「そっちは?」とつまらなそうに聞いてくる羽鳥は、そんな反応には慣れているようだ。
「私もひとつだけど、3回受けて全部だめだった」と美雨も正直に告げる。
「そりゃ、だんだん難易度あがるしな」
そう。初日の試験で上位校に落ちた子達は、滑り止めとして翌日以降少しずつ偏差値の低い学校を受ける。同じ学校を受け続けると、だんだん募集人数が減る上に、より頭のいい子が受けに来る。
つまり、同じ学校を受け続けていれば受かるということはあまりない。中学受験の常識だ。
お互いに言わなかったけれど、理解した。

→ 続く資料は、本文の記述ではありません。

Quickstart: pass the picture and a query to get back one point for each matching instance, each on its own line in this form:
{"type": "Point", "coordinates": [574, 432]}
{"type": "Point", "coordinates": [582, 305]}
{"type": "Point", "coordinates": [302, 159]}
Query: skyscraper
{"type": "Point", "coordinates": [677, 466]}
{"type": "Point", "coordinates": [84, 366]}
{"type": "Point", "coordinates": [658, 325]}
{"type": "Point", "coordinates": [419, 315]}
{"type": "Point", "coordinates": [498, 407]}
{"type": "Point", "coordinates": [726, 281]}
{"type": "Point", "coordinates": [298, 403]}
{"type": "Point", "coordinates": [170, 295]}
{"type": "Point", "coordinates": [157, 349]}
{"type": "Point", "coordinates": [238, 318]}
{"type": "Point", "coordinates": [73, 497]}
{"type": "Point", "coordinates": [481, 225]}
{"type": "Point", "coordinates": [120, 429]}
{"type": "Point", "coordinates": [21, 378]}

思っていた以上の共通点。
確実に受かる滑り止め校を受けない。
つまり、行かなきゃいけない学校が最初から決まっていて、その期待に到達できなかった子ども。
そういうことなんだ。
「なんだっけ、ノート?見てもいい?」
羽鳥が話題を変えた。美雨は学習机から取り出して分厚いノートを渡す。先週の会話は3ページにわたって再現してある。
「完璧じゃん。今日のも書ける?」
「話しながらメモしたし、今日中に書けばたぶん。ずっとは覚えてられないけど」
「すごいな、お前」
頭のいい羽鳥にそう言われると悪い気はしない。
「でもさ、こういうのは見られないわけ?」
誰にとは聞かれなかったが、こう言う場合もちろん親にだ。
「机に鍵かけてて、その鍵学校にも持っていってるから」
「なんか大変だな、お前んちも」
『も』ということは羽鳥も何か大変なんだろう。でももちろん聞けなかった。誰だって、親との微妙な関係を聞かれたくなんかないだろう。